With so much global attention focused on the dog meat trade in a handful of Asian countries, it’s important not to overlook the fact that there is a regional cat meat trade as well. The best one could say is that it’s smaller than the dog meat industry, thankfully. Otherwise, it’s got the same cruelties, the same suffering, and the same misery.
We’re just as determined to stop it, too, and last week, with our partner groups in China—CAWA and Vshine—we helped strike a big blow against the trade by assisting activists who had halted a shipment of 620 cats being trucked to a slaughterhouse. They’re all safe now.
On July 31, Chinese advocates in Nanjing spotted a truck filled with cats, which they reported to local authorities. The trader involved, aware of the risks of possible prosecution under food safety and other laws in China, surrendered all 620 cats.
On receiving a call for help, Humane Society International responded immediately by sending life saving funds and partner activists to help at the scene. Now, our attention is focused on the welfare and care of the animals. They’re in the custody of local animal protection groups, and some 100 of the cats are being looked after in a facility jointly maintained by Vshine Animal Protection Association and HSI. They will soon be ready for domestic and international adoption.
The cats are in poor physical condition and these vital days after a rescue are critical. Many display friendly behavior suggesting that they were stolen pets; some were wearing collars when rescued, and some had been spayed or neutered. We suspect they were held somewhere by the cat meat traders for weeks because many of them were dangerously thin and undernourished and at risk of dying of thirst.
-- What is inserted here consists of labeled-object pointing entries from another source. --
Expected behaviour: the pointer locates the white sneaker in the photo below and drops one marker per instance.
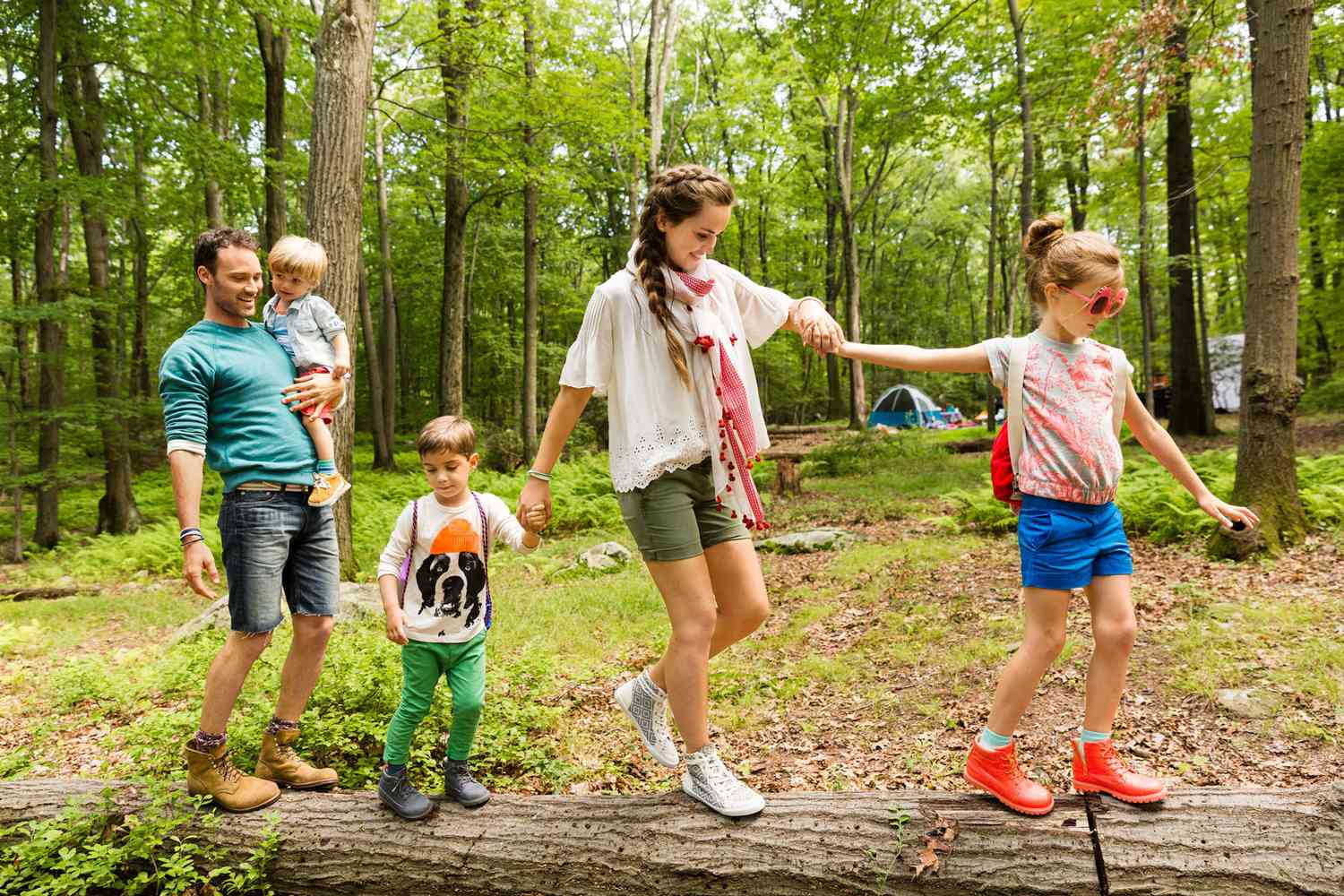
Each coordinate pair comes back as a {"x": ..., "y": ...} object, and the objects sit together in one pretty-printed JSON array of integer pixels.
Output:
[
  {"x": 710, "y": 780},
  {"x": 645, "y": 704}
]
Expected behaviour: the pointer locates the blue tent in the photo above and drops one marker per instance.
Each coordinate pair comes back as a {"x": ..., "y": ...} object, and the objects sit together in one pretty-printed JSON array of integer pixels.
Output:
[{"x": 905, "y": 405}]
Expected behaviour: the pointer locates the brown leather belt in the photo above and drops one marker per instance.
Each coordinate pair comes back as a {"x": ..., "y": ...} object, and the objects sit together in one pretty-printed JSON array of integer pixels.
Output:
[{"x": 271, "y": 487}]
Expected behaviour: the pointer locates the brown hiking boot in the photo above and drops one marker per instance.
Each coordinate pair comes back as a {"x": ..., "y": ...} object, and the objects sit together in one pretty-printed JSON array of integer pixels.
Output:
[
  {"x": 280, "y": 763},
  {"x": 214, "y": 774}
]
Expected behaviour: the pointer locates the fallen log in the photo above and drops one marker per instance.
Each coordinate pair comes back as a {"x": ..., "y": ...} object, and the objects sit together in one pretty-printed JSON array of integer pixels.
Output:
[
  {"x": 45, "y": 592},
  {"x": 1244, "y": 842}
]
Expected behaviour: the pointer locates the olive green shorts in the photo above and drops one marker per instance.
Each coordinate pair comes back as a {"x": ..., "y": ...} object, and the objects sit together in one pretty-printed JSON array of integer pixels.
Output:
[{"x": 676, "y": 516}]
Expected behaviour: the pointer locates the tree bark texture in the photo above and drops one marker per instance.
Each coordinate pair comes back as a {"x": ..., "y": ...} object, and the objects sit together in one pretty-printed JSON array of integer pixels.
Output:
[
  {"x": 530, "y": 249},
  {"x": 1029, "y": 155},
  {"x": 387, "y": 351},
  {"x": 274, "y": 48},
  {"x": 1201, "y": 842},
  {"x": 1266, "y": 470},
  {"x": 454, "y": 72},
  {"x": 344, "y": 61},
  {"x": 1187, "y": 406},
  {"x": 51, "y": 332},
  {"x": 117, "y": 511}
]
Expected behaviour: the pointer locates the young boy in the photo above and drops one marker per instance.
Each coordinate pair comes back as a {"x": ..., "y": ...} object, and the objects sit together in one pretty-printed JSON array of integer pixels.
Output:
[
  {"x": 314, "y": 335},
  {"x": 443, "y": 541}
]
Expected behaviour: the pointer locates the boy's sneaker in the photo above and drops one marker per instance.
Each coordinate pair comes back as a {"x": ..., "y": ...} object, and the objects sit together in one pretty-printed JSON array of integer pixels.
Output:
[
  {"x": 645, "y": 704},
  {"x": 710, "y": 780},
  {"x": 327, "y": 489},
  {"x": 403, "y": 799},
  {"x": 1098, "y": 769},
  {"x": 459, "y": 785},
  {"x": 996, "y": 771}
]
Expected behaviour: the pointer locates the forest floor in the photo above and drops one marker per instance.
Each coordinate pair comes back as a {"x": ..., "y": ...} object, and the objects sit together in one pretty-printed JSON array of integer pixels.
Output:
[{"x": 874, "y": 670}]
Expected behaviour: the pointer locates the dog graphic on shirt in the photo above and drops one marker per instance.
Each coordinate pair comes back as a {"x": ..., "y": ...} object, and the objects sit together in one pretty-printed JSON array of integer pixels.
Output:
[{"x": 452, "y": 578}]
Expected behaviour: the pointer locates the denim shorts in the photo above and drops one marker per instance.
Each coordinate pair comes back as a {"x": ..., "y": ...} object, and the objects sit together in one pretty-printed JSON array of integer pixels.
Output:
[
  {"x": 1064, "y": 544},
  {"x": 274, "y": 541},
  {"x": 676, "y": 516}
]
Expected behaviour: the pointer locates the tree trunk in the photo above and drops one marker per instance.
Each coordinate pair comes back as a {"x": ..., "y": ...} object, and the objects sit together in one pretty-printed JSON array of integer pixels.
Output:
[
  {"x": 1145, "y": 300},
  {"x": 1203, "y": 317},
  {"x": 343, "y": 70},
  {"x": 274, "y": 48},
  {"x": 51, "y": 332},
  {"x": 835, "y": 402},
  {"x": 454, "y": 72},
  {"x": 1266, "y": 471},
  {"x": 991, "y": 424},
  {"x": 1187, "y": 395},
  {"x": 1202, "y": 842},
  {"x": 376, "y": 392},
  {"x": 386, "y": 458},
  {"x": 117, "y": 511},
  {"x": 530, "y": 246},
  {"x": 1029, "y": 153},
  {"x": 844, "y": 169}
]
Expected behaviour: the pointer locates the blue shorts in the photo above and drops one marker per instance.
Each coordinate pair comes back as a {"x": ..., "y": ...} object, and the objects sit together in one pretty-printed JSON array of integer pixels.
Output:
[
  {"x": 273, "y": 540},
  {"x": 1064, "y": 544}
]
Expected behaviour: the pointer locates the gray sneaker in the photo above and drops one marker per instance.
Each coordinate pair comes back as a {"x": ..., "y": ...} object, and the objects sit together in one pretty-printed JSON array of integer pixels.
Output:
[
  {"x": 645, "y": 704},
  {"x": 710, "y": 780},
  {"x": 459, "y": 785},
  {"x": 403, "y": 799}
]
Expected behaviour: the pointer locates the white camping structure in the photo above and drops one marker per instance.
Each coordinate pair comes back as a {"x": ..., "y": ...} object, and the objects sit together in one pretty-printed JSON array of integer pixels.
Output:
[{"x": 1225, "y": 365}]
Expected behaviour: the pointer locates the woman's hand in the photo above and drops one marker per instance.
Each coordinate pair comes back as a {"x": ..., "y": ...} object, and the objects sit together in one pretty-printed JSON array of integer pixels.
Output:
[
  {"x": 1228, "y": 514},
  {"x": 314, "y": 390},
  {"x": 534, "y": 503},
  {"x": 816, "y": 327}
]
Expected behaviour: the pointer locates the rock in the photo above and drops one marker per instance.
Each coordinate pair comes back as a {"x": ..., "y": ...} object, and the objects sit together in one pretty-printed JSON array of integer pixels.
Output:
[
  {"x": 357, "y": 598},
  {"x": 1250, "y": 702},
  {"x": 808, "y": 541},
  {"x": 607, "y": 555}
]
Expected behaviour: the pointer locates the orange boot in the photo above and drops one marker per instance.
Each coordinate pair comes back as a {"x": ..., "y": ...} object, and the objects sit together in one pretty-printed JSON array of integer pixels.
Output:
[
  {"x": 996, "y": 771},
  {"x": 1098, "y": 769}
]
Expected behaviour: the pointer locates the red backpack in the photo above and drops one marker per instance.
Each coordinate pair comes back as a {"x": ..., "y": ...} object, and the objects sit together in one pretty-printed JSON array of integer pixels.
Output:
[{"x": 1003, "y": 455}]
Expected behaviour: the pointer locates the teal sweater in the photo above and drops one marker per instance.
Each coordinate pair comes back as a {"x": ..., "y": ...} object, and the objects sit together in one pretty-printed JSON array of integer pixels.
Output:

In China, although dog meat is only eaten by a relatively small percentage of the population, consumption occurs to some degree or another within almost all mainland provinces. By contrast, cat meat consumption is more restricted to the two southern provinces of Guangdong and Guangxi (where the Yulin dog meat festival occurs). Like dogs shipped over great distances to the three main dog meat markets in China, cats typically are stolen pets or strays from urban residential areas. These stolen cats are shipped to Guangdong and Guangxi because the other dog meat markets (Central China and Northeast China) do not sell cat meat.
Nanjing, where the cat shipment was stopped, is a city of some 8.3 million people, with a reputation for progressive animal management practices. It was China’s capital city between 1927-1949 and the site of China's first animal protection organization (Nanjing Society for the Prevention of Cruelty to Animals) created in 1933 with strong support from China's first lady, Soong Mei-ling (Madame Chiang Kai Shek). In 2010, HSI co-sponsored a "China Dog Ownership Management Symposium" in Nanjing together with Animals Asia and Nanjing Ping An Animal Protection Association and the Nanjing Police Department.
The rescue of so many cats at once from an illicit trade that too few people know about is a great victory for the Chinese animal protection movement. Among other things, it is a strong signal to the authorities that the country's food processing industry should be placed under closer government supervision, and a wake-up call to Chinese consumers that they have reason to worry about what they might actually consume.